Again, we see the will of God is shorthand for obedience to God's commands and walking in His ways—this time from the lips of Christ Himself.
Deuteronomy 29:29: "The secret things belong to the Lord our God, but the things that are revealed belong to us and to our children forever, that we may do all the words of this law."
This is the closest we come to finding the will of decree and will of desire side by side in the same verse. God has secret things known only to Him (His inscrutable purposes and sovereign will), but He also has revealed things that we are meant to know and obey (His commands and His Word).
DOES GOD HAVE A SPECIFIC PLAN FOR YOUR LIFE?
There's a third way in which we sometimes speak of God's will. Most of the time what we really are looking for is God's will of direction.
We hear it in those questions we asked at the beginning of this chapter: What does God want me to do with my life?
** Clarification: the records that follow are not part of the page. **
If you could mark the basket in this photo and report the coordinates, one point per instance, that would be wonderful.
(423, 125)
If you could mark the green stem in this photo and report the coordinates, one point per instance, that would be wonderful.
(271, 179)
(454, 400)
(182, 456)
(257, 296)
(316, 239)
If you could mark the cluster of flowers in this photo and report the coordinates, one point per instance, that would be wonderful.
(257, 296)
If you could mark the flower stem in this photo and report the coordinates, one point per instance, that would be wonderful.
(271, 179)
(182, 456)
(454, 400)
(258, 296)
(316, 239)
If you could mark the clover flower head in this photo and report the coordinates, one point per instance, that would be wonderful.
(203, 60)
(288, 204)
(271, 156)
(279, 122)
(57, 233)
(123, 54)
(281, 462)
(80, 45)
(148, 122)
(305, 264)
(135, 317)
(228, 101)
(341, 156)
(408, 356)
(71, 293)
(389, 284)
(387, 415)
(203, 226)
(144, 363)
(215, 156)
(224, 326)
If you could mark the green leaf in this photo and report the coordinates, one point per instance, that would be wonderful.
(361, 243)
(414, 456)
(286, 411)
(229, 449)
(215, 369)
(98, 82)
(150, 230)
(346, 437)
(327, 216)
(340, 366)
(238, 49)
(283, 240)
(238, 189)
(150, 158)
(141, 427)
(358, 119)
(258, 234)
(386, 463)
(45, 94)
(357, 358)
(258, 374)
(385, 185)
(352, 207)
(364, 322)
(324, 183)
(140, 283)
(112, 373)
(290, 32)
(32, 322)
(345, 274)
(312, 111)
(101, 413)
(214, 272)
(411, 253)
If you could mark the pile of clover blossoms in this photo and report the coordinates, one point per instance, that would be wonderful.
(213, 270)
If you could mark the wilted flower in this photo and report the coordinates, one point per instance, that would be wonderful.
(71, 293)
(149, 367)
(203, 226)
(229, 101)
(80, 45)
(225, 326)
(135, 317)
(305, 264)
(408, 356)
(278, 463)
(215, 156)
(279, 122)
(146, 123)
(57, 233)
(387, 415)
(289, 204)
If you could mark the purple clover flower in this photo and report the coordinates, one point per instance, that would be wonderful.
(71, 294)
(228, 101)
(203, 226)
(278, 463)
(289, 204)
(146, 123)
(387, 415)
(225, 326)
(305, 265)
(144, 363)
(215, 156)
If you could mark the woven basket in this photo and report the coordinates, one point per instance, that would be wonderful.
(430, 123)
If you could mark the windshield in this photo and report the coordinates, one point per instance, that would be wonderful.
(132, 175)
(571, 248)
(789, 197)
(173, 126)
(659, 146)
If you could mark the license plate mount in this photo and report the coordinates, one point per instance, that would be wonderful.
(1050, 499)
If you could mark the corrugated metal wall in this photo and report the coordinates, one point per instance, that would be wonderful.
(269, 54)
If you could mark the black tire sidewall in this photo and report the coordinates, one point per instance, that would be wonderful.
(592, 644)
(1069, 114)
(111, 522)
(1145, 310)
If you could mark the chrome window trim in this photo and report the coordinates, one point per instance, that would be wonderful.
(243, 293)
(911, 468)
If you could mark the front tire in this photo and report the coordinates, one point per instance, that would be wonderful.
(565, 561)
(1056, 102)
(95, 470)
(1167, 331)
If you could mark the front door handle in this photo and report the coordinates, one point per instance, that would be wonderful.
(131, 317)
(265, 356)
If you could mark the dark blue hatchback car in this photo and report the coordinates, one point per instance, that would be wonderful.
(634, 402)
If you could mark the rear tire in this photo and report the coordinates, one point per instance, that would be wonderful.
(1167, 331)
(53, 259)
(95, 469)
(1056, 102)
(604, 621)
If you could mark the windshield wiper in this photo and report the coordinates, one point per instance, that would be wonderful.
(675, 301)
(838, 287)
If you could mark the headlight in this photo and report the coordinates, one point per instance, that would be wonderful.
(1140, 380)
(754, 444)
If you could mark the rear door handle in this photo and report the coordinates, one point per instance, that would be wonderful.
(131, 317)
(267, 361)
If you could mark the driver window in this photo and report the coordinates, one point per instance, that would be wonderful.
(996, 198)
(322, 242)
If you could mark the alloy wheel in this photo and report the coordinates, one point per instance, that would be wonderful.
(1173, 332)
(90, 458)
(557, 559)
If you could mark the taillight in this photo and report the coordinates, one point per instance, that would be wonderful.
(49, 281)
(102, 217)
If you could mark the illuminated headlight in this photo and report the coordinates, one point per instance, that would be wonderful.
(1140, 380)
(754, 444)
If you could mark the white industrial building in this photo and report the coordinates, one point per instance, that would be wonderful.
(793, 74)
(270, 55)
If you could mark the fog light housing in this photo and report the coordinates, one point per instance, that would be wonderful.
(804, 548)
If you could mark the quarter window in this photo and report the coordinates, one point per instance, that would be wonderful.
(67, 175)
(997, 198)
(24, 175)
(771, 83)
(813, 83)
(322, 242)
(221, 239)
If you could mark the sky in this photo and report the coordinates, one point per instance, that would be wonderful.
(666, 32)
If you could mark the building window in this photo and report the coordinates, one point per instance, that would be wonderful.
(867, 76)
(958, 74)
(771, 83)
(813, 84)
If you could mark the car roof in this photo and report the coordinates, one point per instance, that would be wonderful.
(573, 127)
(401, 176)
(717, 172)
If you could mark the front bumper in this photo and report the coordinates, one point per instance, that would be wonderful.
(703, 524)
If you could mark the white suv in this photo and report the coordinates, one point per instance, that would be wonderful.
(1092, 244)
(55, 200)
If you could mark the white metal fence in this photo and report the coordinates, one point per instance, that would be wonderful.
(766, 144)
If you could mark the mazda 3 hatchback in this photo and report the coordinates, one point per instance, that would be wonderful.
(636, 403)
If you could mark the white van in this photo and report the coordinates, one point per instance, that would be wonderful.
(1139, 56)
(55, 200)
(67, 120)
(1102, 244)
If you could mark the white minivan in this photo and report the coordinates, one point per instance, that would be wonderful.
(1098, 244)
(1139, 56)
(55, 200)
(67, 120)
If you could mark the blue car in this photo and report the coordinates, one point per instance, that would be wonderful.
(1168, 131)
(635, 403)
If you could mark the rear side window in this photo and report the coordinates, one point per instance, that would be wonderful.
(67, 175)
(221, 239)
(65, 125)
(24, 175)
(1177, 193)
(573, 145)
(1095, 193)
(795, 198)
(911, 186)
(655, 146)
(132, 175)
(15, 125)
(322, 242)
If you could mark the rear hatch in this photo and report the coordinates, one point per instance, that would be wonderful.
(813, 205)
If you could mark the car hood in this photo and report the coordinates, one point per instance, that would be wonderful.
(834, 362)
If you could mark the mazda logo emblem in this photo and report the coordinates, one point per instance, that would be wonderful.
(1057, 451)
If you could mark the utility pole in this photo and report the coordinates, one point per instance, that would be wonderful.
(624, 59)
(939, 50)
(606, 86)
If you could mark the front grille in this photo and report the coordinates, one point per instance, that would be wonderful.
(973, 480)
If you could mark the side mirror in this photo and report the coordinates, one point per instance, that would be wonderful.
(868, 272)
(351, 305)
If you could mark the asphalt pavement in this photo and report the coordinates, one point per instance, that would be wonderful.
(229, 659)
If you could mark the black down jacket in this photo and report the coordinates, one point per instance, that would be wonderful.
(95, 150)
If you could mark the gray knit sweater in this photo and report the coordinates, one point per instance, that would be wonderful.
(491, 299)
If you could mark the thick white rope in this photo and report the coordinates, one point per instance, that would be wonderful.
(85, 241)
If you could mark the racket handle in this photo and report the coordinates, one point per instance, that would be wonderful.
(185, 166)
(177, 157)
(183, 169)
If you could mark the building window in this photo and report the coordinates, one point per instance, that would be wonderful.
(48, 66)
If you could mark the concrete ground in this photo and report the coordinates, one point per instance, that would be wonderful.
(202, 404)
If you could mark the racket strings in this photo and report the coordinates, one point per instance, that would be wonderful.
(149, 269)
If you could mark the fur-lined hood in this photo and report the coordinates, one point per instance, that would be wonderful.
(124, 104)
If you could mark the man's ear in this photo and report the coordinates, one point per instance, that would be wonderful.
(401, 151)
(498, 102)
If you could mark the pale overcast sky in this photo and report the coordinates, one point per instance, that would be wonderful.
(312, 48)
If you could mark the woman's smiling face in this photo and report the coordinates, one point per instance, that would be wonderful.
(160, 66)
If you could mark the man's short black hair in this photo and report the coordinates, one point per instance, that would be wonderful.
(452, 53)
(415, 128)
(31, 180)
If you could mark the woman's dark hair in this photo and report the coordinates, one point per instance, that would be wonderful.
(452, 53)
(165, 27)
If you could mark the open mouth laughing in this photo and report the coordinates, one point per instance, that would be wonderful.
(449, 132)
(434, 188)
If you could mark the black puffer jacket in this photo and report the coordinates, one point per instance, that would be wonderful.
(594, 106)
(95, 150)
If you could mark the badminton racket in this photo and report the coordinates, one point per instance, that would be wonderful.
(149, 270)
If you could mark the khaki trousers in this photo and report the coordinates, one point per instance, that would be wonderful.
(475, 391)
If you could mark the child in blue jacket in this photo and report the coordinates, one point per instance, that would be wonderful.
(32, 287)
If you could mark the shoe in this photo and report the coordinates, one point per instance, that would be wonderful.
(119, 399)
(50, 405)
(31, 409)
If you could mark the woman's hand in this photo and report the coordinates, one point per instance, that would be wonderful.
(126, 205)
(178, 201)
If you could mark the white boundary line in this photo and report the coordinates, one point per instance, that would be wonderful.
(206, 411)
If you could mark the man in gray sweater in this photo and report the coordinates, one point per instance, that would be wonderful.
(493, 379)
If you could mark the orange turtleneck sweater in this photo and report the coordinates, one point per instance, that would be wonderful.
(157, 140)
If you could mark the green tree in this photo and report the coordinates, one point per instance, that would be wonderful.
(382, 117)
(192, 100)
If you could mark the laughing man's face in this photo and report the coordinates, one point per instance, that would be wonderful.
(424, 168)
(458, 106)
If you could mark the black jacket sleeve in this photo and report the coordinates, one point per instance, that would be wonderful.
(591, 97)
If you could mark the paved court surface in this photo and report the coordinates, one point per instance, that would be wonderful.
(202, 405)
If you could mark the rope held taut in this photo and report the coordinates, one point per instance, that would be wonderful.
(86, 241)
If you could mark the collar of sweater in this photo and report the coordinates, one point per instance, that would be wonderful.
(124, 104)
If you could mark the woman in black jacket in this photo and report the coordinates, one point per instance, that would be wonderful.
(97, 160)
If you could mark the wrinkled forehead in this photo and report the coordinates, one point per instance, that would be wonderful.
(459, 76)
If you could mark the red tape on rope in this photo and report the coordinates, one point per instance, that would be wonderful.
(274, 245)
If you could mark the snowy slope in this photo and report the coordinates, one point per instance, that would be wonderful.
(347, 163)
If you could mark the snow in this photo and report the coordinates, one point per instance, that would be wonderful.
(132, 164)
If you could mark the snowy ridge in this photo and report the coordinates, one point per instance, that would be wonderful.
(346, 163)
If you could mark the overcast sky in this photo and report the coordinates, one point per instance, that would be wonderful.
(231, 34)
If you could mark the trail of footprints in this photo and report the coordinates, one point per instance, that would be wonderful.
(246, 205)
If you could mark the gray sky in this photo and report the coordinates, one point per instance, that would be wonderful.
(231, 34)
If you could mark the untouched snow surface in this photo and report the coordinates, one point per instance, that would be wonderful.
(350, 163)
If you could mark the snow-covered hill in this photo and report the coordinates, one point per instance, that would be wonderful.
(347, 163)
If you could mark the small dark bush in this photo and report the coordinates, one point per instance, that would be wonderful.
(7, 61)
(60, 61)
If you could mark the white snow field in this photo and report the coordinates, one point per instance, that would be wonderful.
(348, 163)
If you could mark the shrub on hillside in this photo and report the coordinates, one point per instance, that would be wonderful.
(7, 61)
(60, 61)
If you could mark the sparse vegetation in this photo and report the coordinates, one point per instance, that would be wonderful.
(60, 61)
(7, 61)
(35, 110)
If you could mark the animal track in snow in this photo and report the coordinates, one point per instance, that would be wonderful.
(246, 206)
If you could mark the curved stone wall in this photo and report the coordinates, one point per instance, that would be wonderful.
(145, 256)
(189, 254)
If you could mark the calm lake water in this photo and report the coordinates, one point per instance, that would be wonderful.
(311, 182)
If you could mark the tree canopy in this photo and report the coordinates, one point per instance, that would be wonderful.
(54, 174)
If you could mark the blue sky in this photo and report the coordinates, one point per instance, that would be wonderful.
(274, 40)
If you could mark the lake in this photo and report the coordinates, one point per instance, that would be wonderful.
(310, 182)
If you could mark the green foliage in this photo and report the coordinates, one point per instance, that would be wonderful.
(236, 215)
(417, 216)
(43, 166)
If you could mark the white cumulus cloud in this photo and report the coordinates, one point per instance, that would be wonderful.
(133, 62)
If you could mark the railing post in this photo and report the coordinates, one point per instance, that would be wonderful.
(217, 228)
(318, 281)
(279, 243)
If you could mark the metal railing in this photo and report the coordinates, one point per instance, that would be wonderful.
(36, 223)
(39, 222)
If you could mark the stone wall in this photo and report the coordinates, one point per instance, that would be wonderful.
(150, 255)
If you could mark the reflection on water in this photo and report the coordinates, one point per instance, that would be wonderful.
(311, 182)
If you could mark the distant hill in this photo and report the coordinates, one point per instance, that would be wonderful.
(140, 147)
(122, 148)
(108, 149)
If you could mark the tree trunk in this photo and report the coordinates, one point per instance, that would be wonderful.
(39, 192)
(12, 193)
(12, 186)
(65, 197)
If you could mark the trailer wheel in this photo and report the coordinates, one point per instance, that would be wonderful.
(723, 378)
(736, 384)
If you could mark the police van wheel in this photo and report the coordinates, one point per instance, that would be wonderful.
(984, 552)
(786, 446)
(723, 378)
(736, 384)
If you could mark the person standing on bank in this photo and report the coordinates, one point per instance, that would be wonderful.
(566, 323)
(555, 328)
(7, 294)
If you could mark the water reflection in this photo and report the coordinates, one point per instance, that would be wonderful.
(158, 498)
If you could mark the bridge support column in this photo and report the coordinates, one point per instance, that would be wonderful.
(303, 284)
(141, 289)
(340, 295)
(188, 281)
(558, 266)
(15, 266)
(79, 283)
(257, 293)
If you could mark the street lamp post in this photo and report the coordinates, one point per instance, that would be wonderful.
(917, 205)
What job should I take? Where should I live? Those are the questions we ask when we seek God's will of direction. We want to know His individual, specific plan for the who, what, where, when, and how of our lives. We want to know His direction.
So here's the real heart of the matter: Does God have a secret will of direction that He expects us to figure out before we do anything? And the answer is no. Yes, God has a specific plan for our lives. And yes, we can be assured that He works things for our good in Christ Jesus. And yes, looking back we will often be able to trace God's hand in bringing us to where we are. But while we are free to ask God for wisdom, He does not burden us with the task of divining His will of direction for our lives ahead of time.